⁵The Brief Pain Inventory

⁶The Roland-Morris Disability Scale-11

⁷Quality of Life Scale

⁸Treatment Expectancy Measure

⁹Adapted version of the Cognitive Therapy Adherence and Competence Scale

¹⁰Client Satisfaction Questionnaire

Tolerability

The overall dropout rate (i.e., percentage of participants failing to complete all 10-sessions) was 26.5% (n = 22). Analyses were conducted to determine whether pre-treatment factors were associated with dropout. The 22 people who dropped out differed significantly from the 61 people who completed 10 sessions on income (dropout participants’ mean income was below $13,000 annually, whereas completers’ mean income was above $13,000 annually) [F(1,83) = 9.48; p < .01; η² = .105] and years of education (M=11.8, SD=2.4; M=13.1, SD=2.1; respectively) [F(1,83) = 5.90; p < .02; η² = .069]. These groups did not differ significantly on age, WRAT percentile, on miles traveled to reach session sites, or on pre-treatment BPI-pain, BPI-interference, CESD, RMDS, QOL or PCS scores. Thus, relatively low income and fewer years of education distinguished people who dropped out from those who completed treatment.

Further analyses focused on the possible differences dropouts may have shown in retaining CBT and EDU session material for the sessions they did attend. The Dropout effect was significant for pre-session accuracy of recall of the previous session’s material [F(1,75) = 18.19; p < .01; η² = .195], indicating that participants who eventually dropped out recalled prior session material less accurately than those who completed treatment. A significant Dropout effect emerged for post-session accuracy of recall of the session material as well [F(1,80) = 44.66; p < .01; η² = .358], indicating that participants who eventually dropped out had significantly lower post-session recall scores than those who completed treatment. Inter-session homework was assigned for participants in the CBT condition. Those who dropped out had significantly poorer performance than those who completed treatment [F(1,44) = 4.38; p < .05; η² = .090]. Thus, participants who may have found treatment less tolerable than others (i.e., those who eventually dropped out) recalled session material less accurately than those who completed treatment, and, for those assigned homework in CBT, dropouts performed more poorly on this than those who completed treatment.

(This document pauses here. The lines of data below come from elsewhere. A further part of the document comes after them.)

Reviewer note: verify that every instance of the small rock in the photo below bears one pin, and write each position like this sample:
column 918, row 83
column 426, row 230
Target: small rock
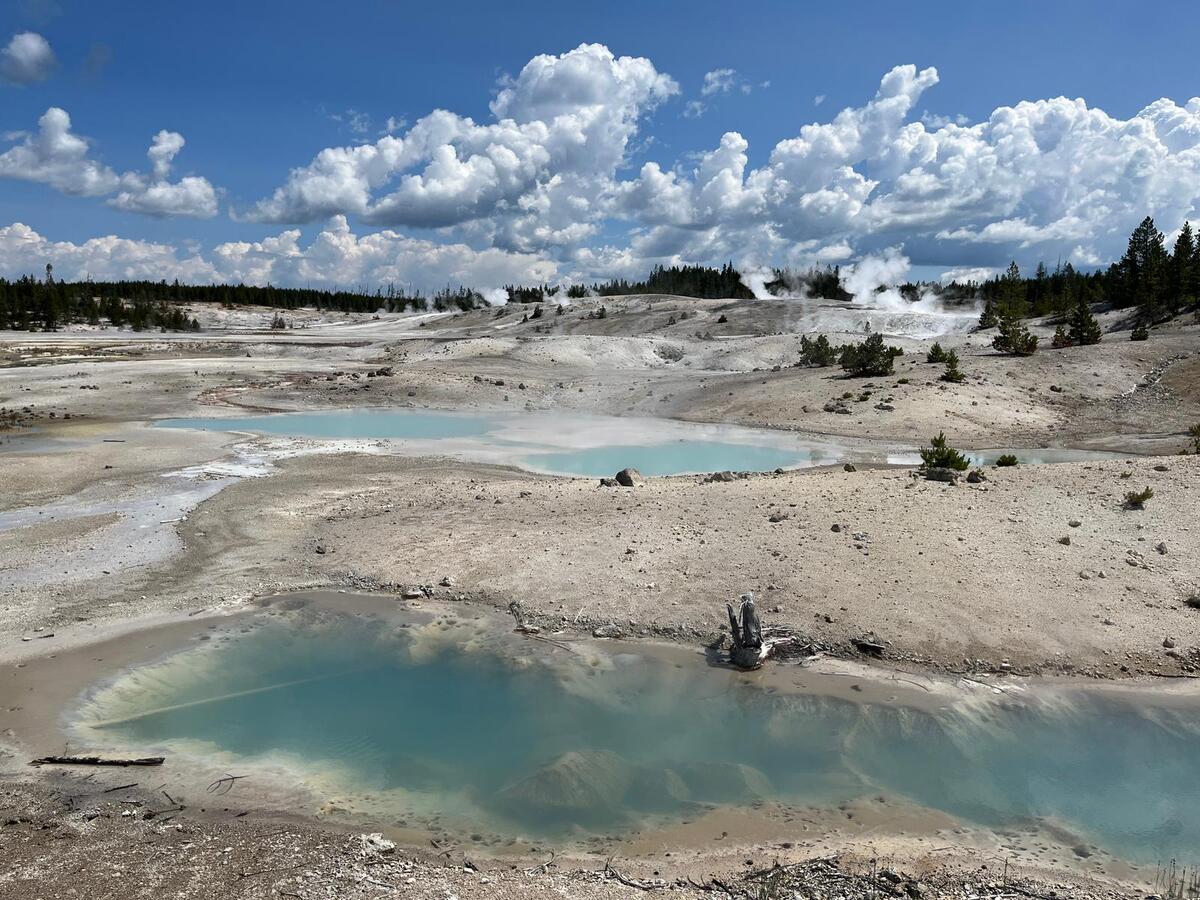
column 375, row 844
column 629, row 478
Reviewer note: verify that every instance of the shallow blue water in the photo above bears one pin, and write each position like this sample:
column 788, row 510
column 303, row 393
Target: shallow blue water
column 587, row 445
column 546, row 749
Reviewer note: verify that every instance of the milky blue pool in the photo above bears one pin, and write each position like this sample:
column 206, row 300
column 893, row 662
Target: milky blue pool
column 523, row 737
column 587, row 445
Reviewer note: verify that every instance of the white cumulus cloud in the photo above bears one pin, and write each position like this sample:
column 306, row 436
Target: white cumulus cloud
column 528, row 180
column 25, row 59
column 57, row 156
column 155, row 195
column 335, row 257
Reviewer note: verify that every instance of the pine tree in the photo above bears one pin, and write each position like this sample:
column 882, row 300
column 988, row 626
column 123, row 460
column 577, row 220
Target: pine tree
column 1081, row 325
column 988, row 317
column 1143, row 270
column 1012, row 293
column 1182, row 270
column 1014, row 337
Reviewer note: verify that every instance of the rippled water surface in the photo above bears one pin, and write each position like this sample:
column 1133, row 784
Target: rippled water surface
column 517, row 741
column 588, row 445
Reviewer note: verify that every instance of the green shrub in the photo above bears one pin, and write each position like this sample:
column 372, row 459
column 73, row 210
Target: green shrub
column 869, row 359
column 952, row 372
column 1137, row 499
column 940, row 455
column 817, row 352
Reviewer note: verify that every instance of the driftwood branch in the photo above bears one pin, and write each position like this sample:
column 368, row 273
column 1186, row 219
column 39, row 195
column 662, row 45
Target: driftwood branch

A Treatment Group x Dropout contingency test was significant [X² (1, n =83) = 4.12; p < .04]. The dropout rate was 34.7% (17/49) in CBT, whereas this rate was 14.7% (5/34) in the EDU group. Thus, CBT may have appeared less tolerable for participants than EDU. Further analyses to examine Treatment Group x Dropout interactions on other factors (e.g., age) were not performed due to low cell sizes among the dropout group.

Acceptability

Additional analyses indicated that CBT vs EDU group differences on treatment credibility ratings (TEM), and satisfaction with treatment (CSQ-8) ratings were nonsignificant [F’s (1,59) < 1.76; p’s>.10 ; η² ‘s < .020]. Thus, participants found the two treatments equally credible and satisfactory (see Table 2).

Treatment Delivery

Analysis of treatment implementation (CTACS) ratings across CBT and EDU therapists indicated that cross-contamination of treatments did not occur as therapists for both conditions scored high on adherence to the manual ratings (see Table 2). CBT and EDU therapist adherence scores were not significantly different [F’s (1,59) < 3.53; p’s > .06 ; η²’s < .056].

CBT vs EDU Differences in Pre-Treatment Outcome Measures for Intent-to-Treat Sample (N=83)

The CBT and EDU groups were compared to assess any differences in pre-treatment outcome values. ANOVAs indicated that the group differences on BPI-intensity, BPI-interference, RMDS, QOL and PCS scores were nonsignificant [F’s(1,81) < 3.41; p’s >.07; η² ’s <.040]. However, for pre-treatment CES-D scores, the difference was significant [F(1,81) = 4.92; p < .05; η² <.057], indicating that the CBT participants reported greater depression than the EDU participants (see Table 2).

Pre-Treatment to Post-Treatment Changes in Outcome Measures for Intent-to-Treat Sample (N=83)

A series of mixed design ANOVAs were performed for the outcome measures. These were Treatment Group (CBT; EDU) x Period (Pre-treatment; Post-treatment) analyses. See Table 2 for means and SDs.

For BPI-intensity, BPI-interference, RMDS, QOL, and PCS measures, the Treatment Group x Period interactions were nonsignificant [F’s (1,81) < 2.39; p’s > .10 ; η² ’s < .029]. However, most Period effects were significant [F’s (1,81) > 5.80; p’s < .05; η² ’s > .067] in directions indicating that participants improved on all indexes. The exception was RMDS values, for which the Period effect was nonsignificant [F<1].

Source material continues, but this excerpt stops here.